They are cycling’s goodfellas.

‘The Shark’

For Sicilian Nibali, it was all in his race craft. ‘The Shark of Messina’ had power and strength in abundance – a higher form of athlete who could win the hardest races, the three-week Grand Tours.

He won four, in fact, including being the only rider to break Team Sky’s dominance by claiming the 2014 Tour de France for Astana.

A Vuelta a Espana (2010) and Giro d’Italia (2013) had preceded that – the latter including a dominant victory in the driving snow up on Tre Cima de Lavaredo – before a second Giro followed in 2016 during which he dramatically grabbed the pink jersey with just two stages to go.

Ironically, going downhill was what made Nibali great in the eyes of so many. His balletic poise on the bike while travelling at speeds of 100kp/h would see him power to victory, sometimes wheelie-ing over the treacherous trickles of icy water wandering across the mountain hairpin bends.

If anything, it’s a surprise he didn’t win the legendary season-opening ‘monument’ – one of five in the sport – from Milan-San Remo more than once, given its terrifying final descent off the Poggio climb.

It was there in 2018 that ‘The Shark’ blew away his rivals with an acceleration into San Remo for Bahrain Merida.

It’s fitting that Nibali ends his World Tour career in Italy in the season-closing monument, on roads in Como that will be emblazoned with his name, given he is the only Italian rider in recent times to come close to past heroes such as Gino Bartali, Fausto Coppi and Marco Pantani.

“Winning can be addictive,” Nibali told Eurosport last year. “When you cross the finish line, it’s a mix of emotions that goes to your soul, but also your head.”

He later added: “I can’t forget that I left home when I was 15 years old. I think I gave a lot to cycling and now it’s time to give time back to all the people who sacrificed things for me.”

Valverde and Nibali

‘El Bala’

Spaniard Valverde will also be at home in the sense his final act is a one-day race – his speciality.

Valverde has won several races in his career, including 16 Grand Tour stages, but there was one particular week during most seasons where he was practically unbeatable. He notably won the often brutally cold Belgian monument Liege-Bastogne-Liege four times, and the preceding classic La Fleche Wallonne on five occasions.

His slight frame was seemingly perfect for Belgium’s short, sharp climbs, even though he did win across three weeks in his home Vuelta a Espana in 2009.

“Liege-Bastogne-Liege is a really hard race, very demanding,” Valverde told BBC Sport recently. “Any World Tour race is hard, but I don’t know… I like the race atmosphere and doing a monument is always very special – this race also suits my characteristics really well.”

His career is decorated, and no other rider is treated more royally than ‘El Bala’ (The Bullet), not least by his Movistar team.

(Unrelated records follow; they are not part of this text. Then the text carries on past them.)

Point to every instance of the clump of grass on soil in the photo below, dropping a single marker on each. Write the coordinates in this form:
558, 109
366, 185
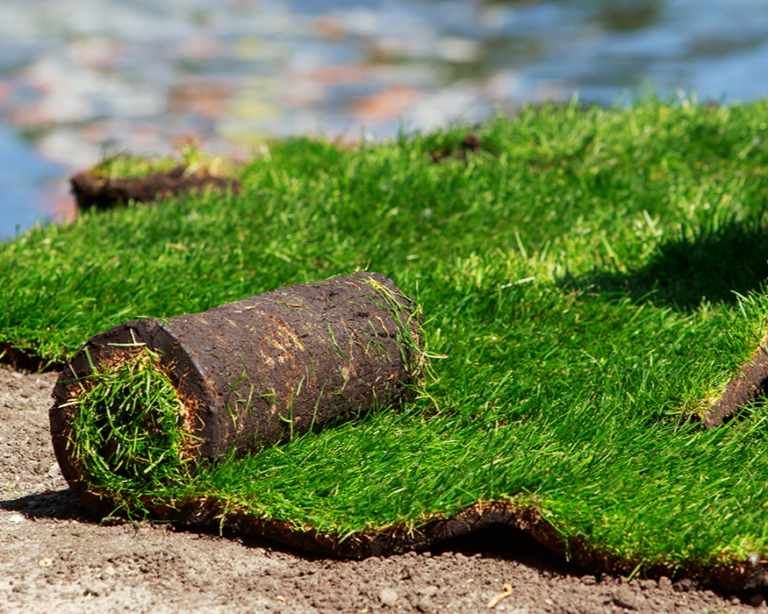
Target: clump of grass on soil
593, 277
194, 161
128, 432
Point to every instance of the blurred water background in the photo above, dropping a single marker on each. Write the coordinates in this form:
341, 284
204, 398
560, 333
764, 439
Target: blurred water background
79, 78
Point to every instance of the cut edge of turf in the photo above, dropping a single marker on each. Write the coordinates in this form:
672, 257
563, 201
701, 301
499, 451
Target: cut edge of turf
523, 514
744, 389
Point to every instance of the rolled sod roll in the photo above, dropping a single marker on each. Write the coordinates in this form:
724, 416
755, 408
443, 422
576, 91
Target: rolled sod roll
148, 399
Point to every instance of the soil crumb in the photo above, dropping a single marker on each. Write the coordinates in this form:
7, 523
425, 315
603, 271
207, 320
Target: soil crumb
58, 557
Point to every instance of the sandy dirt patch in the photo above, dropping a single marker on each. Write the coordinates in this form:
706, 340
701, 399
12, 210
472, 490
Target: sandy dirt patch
56, 557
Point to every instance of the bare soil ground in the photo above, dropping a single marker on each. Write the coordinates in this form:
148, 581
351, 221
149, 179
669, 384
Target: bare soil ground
57, 557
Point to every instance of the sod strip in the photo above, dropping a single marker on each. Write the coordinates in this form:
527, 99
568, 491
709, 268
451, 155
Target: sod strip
141, 400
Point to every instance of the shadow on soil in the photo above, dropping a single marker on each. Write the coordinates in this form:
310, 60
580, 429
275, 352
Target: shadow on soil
504, 542
58, 505
497, 541
711, 265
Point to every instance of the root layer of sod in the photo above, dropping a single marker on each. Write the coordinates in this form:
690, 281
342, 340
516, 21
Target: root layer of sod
593, 277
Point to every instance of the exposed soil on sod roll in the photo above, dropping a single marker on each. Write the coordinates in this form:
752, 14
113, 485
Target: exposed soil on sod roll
103, 193
249, 374
59, 557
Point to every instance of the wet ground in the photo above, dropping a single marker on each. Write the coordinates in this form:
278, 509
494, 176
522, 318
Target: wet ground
82, 77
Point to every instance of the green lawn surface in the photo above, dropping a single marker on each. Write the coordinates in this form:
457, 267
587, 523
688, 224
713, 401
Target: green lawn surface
589, 278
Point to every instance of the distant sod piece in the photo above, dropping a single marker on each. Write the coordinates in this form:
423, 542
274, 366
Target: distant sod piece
143, 404
107, 185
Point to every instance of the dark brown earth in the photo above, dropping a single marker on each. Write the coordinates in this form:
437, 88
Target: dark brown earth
304, 355
99, 193
57, 557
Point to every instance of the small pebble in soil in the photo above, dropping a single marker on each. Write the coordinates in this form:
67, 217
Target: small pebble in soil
624, 598
388, 597
425, 605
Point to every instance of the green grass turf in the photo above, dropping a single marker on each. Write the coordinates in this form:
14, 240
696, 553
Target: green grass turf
592, 276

That was illustrated in the Netflix documentary ‘The Least Expected Day’, which highlights the Spanish squad’s struggles on the road and in the team bus.

And yet Valverde’s ‘palmares’ – his CV – is viewed by some as lacking. Britain has a lot to do with that, given the country’s success – through Bradley Wiggins, Chris Froome and Geraint Thomas – across the Sky/Ineos era which often put paid to the efforts of both these patriarchs of the peloton.

One of Valverde’s greatest races, he remembers, was a victory soon after the death of his friend Michele Scarponi in 2017 following the Italian’s training accident.

“Man, all of these races are very beautiful, really any of them such as perhaps 2006 or ’08, but the year I won after Michele Scarponi was a bit more special.”

Scarponi was another ‘goodfella’ and a team-mate of Nibali’s at Astana. It is the team Nibali will end his career with after a total of five seasons with them and 17 on the road in total.

The results in recent years haven’t come easily, but Valverde’s world road champion’s rainbow jersey in 2018, and the pair coming over the line within 10 seconds of each other for first and second in a shortened stage 20 of the 2019 Tour de France, demonstrate why they were so admired in the cycling community.

To their fans they were movie stars with muscle, who had it all just for the asking. If they didn’t win, it didn’t matter. They would go out and race some more – whichever team they raced for, they pretty much ran everything.

The hardest thing for them – and the fans – will be leaving the life.